Leaders play a significant role in setting that foundation. Yet we often hold ourselves back from effecting real change because getting honest about our current state of DEI affairs is too uncomfortable (and, by the way, it should be). We fool ourselves into thinking we can take a command-and-control approach, but such efforts are often misguided and ineffective. A lack of diversity is a cultural problem rather than a tactical one.
Championing change on a cultural level requires addressing the root of the issue. If you’re ready to do the work, here are three steps to building a scalable and diverse culture by design.
1. Set more meaningful goals
DEI initiatives have become imperative for ethical and business reasons, yet few leaders know how to turn intention into action. Take stock of your current team: Which groups are underrepresented in your organization (eg, members of the LGBTQ+ community, disabled folks, Black individuals) and at what levels of the company (eg, junior-, mid- and senior-level)? You’ll have your own set of unique challenges based on the size and age of your business, the types of skill sets you recruit for, and even your location.
Once that’s done, craft meaningful goals that are concrete and impactful. Airbnb CEO Brian Chesky pledged that 20% of the company’s US employees would be from underrepresented minority groups by 2025. This goal is specific and time-bound—but it won’t yield sustained results if Airbnb doesn’t also update its hiring practices and the infrastructure that created the homogenous workforce in the first place. If those benchmarks aren’t accompanied by inclusive policies that amplify marginalized folks, it’s unlikely they’ll stick around long term.
Do note that numbers-based benchmarks are tricky because they often lack nuance. A goal to increase the representation of marginalized people in the labor market could fail to account for the systemic obstacles that shut those people out. Instead, focus your objectives on adjusting how you operate (eg, reassessing job qualifications and retraining hiring managers on evaluating résumés) to eliminate ingrained bias. In doing so, you’ll lay the groundwork for a more diverse candidate pool.
2. Nail down your messaging
Joining the public discourse around DEI is important, but you need to go about it in a thoughtful, focused and authentic way. Don’t just include more diverse imagery in your campaigns. Be clear on what you plan to do—and get ready for people to hold you accountable. The public no longer tolerates leaders who talk a big game but fail to deliver on utopian promises about inclusion.

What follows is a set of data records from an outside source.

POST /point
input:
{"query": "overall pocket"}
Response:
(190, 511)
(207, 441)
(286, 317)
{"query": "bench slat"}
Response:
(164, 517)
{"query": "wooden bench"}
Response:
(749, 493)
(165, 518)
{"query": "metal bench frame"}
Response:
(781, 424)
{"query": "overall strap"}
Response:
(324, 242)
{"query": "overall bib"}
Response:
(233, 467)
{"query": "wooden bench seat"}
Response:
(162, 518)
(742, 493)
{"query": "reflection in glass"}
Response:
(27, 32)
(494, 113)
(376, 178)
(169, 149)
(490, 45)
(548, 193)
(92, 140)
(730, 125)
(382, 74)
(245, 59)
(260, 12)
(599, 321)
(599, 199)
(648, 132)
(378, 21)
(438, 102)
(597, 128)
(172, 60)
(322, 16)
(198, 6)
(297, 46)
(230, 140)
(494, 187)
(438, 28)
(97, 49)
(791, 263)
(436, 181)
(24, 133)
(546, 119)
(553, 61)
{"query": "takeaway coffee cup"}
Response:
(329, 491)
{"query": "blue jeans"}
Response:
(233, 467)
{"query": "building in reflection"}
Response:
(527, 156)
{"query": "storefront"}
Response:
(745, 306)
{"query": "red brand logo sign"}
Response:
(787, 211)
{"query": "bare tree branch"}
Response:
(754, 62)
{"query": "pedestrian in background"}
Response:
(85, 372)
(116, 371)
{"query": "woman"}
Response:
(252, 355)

What candidates want to hear about is how you’re building diversity into the design of your culture. Don’t speak about DEI as a peripheral initiative that comes second to the employee experience. Instead, demonstrate personal accountability and commitment to the mission within the culture.
Lily Zheng, a DEI strategist and consultant, suggests asking what would need to happen for the most intersectionally marginalized person to thrive at your organization. Center your diversity and inclusion messages around how you’d safeguard them from discrimination, guarantee them equal access to opportunities, and tailor policies and practices to their individual needs. When you account for the most marginalized members of your team, you benefit everyone.

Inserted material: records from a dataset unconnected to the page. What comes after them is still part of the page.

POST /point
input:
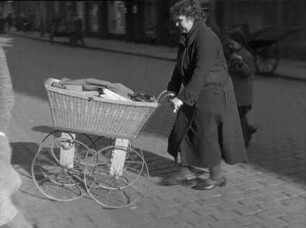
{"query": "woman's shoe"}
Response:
(176, 181)
(209, 183)
(183, 177)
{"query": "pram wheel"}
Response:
(54, 179)
(116, 191)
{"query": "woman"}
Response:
(242, 69)
(207, 127)
(10, 181)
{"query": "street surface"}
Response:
(266, 192)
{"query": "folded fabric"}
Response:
(95, 84)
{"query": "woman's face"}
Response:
(183, 23)
(234, 45)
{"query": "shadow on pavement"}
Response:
(22, 156)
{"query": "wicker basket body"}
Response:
(77, 112)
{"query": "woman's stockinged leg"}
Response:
(216, 172)
(216, 179)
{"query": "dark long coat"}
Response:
(207, 123)
(242, 77)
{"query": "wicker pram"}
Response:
(78, 112)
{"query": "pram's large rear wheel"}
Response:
(116, 191)
(55, 180)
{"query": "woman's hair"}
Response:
(188, 8)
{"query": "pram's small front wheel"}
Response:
(55, 180)
(115, 191)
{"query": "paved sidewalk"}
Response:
(267, 192)
(287, 69)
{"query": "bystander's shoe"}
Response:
(250, 131)
(207, 184)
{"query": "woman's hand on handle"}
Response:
(175, 104)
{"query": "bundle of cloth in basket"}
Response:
(104, 89)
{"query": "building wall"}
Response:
(150, 20)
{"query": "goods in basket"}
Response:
(100, 88)
(142, 97)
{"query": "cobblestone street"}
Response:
(267, 192)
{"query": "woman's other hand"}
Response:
(175, 104)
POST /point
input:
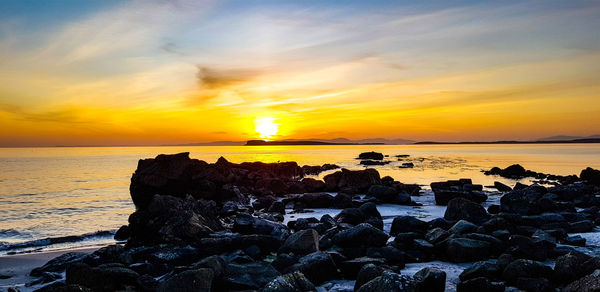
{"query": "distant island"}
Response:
(300, 142)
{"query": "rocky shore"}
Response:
(219, 226)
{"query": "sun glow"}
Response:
(266, 128)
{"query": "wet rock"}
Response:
(292, 282)
(367, 273)
(522, 268)
(371, 155)
(430, 279)
(361, 235)
(502, 187)
(590, 175)
(403, 224)
(253, 275)
(389, 282)
(190, 280)
(58, 264)
(487, 269)
(301, 242)
(461, 250)
(359, 179)
(588, 283)
(463, 209)
(318, 267)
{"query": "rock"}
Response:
(576, 240)
(190, 280)
(292, 282)
(389, 282)
(168, 219)
(403, 224)
(361, 235)
(475, 285)
(430, 279)
(502, 187)
(277, 207)
(371, 155)
(485, 269)
(569, 267)
(122, 233)
(301, 242)
(588, 283)
(591, 176)
(463, 209)
(253, 275)
(318, 267)
(460, 250)
(522, 268)
(247, 224)
(367, 273)
(462, 227)
(362, 180)
(58, 264)
(103, 277)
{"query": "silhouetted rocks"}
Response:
(371, 155)
(463, 188)
(218, 227)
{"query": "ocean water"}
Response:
(62, 197)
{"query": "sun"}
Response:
(266, 128)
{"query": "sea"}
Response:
(70, 197)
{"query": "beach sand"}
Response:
(19, 266)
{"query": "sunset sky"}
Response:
(171, 72)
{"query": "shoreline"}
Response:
(20, 265)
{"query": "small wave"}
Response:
(39, 243)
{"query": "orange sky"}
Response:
(163, 73)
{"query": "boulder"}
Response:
(460, 250)
(302, 242)
(292, 282)
(389, 282)
(253, 275)
(430, 279)
(402, 224)
(318, 267)
(371, 155)
(188, 281)
(463, 209)
(367, 273)
(361, 235)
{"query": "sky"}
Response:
(174, 72)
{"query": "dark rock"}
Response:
(359, 179)
(590, 175)
(292, 282)
(526, 269)
(58, 264)
(467, 250)
(318, 267)
(430, 279)
(389, 282)
(485, 269)
(361, 235)
(252, 275)
(403, 224)
(463, 209)
(190, 280)
(122, 233)
(301, 242)
(588, 283)
(367, 273)
(371, 155)
(502, 187)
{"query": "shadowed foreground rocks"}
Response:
(218, 227)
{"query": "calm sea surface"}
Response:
(56, 192)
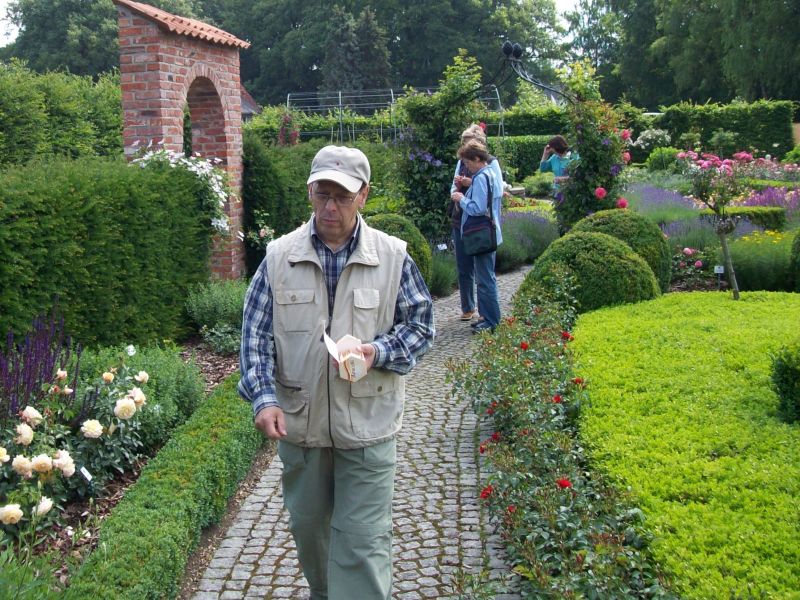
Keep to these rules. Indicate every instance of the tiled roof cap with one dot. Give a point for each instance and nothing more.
(184, 25)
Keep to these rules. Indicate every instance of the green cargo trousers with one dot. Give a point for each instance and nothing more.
(340, 515)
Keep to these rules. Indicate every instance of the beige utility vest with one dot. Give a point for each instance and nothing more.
(322, 409)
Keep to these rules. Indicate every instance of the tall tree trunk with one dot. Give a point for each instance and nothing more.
(726, 255)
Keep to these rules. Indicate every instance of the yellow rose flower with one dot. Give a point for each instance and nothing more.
(32, 416)
(125, 408)
(10, 514)
(42, 463)
(24, 434)
(92, 429)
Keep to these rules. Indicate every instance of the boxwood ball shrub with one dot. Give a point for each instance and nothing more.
(606, 270)
(640, 233)
(404, 229)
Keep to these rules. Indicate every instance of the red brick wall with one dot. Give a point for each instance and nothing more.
(160, 72)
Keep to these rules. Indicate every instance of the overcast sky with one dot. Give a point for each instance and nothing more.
(7, 32)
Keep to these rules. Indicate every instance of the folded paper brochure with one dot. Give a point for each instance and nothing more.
(352, 365)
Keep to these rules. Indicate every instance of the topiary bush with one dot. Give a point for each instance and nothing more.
(640, 233)
(786, 381)
(403, 228)
(606, 270)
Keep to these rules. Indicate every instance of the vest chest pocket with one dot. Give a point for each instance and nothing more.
(366, 304)
(294, 310)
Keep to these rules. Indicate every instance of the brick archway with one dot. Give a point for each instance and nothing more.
(166, 63)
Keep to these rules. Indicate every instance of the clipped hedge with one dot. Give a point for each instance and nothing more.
(521, 154)
(760, 124)
(117, 245)
(768, 217)
(606, 270)
(57, 114)
(681, 413)
(640, 233)
(145, 543)
(404, 229)
(175, 389)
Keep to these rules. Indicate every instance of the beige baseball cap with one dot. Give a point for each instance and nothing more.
(348, 167)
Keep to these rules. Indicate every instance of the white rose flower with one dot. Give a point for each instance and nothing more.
(24, 434)
(125, 408)
(22, 466)
(42, 463)
(44, 507)
(32, 416)
(92, 429)
(10, 514)
(138, 397)
(63, 461)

3. Point your megaphone in the right direction
Even the best diversity and inclusion messages won’t reach the right ears if your megaphone is pointed in the wrong direction. Post your jobs to the usual sites like LinkedIn and Indeed, but also look for sites with specific niches (eg, veterans, older workers, women). Attend conferences, alumni networking events, or industry association meetups that cater to Black, Latino and Indigenous people.

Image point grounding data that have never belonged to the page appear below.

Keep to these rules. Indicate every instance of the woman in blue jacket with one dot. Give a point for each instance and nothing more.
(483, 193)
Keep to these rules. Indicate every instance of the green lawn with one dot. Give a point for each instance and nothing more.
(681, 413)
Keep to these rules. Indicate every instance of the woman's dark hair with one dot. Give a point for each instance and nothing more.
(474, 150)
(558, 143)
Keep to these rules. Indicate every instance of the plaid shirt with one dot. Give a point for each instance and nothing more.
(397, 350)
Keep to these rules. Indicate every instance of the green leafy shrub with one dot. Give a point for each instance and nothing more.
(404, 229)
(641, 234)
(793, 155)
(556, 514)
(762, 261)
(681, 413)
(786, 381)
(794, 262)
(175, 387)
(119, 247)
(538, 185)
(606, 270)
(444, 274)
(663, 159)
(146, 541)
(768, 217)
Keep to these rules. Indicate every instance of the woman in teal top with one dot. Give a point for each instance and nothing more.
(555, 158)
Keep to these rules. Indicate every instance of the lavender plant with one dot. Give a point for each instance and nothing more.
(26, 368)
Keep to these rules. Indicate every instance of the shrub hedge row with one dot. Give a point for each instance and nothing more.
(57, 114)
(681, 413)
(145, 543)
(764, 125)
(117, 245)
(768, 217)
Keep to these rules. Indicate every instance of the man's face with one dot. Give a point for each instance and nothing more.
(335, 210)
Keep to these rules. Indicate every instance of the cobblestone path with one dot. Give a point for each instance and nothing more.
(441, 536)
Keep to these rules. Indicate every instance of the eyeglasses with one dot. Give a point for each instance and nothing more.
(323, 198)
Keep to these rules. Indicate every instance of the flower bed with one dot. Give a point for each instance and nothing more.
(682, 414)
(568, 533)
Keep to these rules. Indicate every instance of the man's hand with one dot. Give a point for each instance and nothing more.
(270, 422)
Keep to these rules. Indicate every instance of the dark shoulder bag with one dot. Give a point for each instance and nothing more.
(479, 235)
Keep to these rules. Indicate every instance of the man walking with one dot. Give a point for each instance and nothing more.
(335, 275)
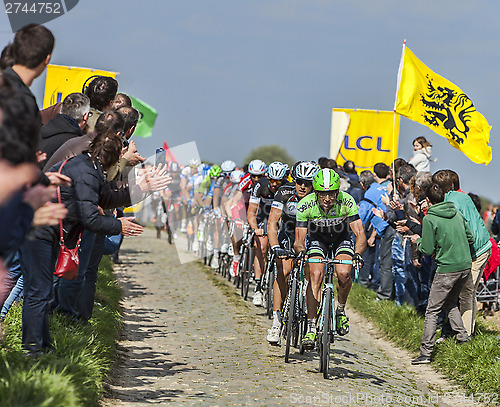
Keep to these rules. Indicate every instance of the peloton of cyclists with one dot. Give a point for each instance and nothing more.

When I help clients deploy their DEI messaging, I blend tried-and-true channels with more innovative ones. If you’re trying to raise awareness among disabled people, perhaps look at sponsoring an event, utilizing creative content outreach on YouTube or Reddit, or partnering with an organization in the disability space.
Finally, resist the urge to rely heavily on referrals, which tend to reinforce the status quo. Consider, for example, that three-quarters of white people don’t have nonwhite peers in their social networks. If you’re not attracting the diverse candidates you hoped for, take a closer look at your professional network. Do you rely on mostly white and male spaces, like Ivy League schools, as part of your hiring practices? If so, it’s no surprise your workforce is largely white and male.
Creating a culture of diversity and inclusion, by design, takes more than good intentions—it requires getting uncomfortable and putting in the work. Before you make any lofty promises, spend some time digging into where you’re falling short. That knowledge will be priceless as you work to improve things in an authentic, sustainable way.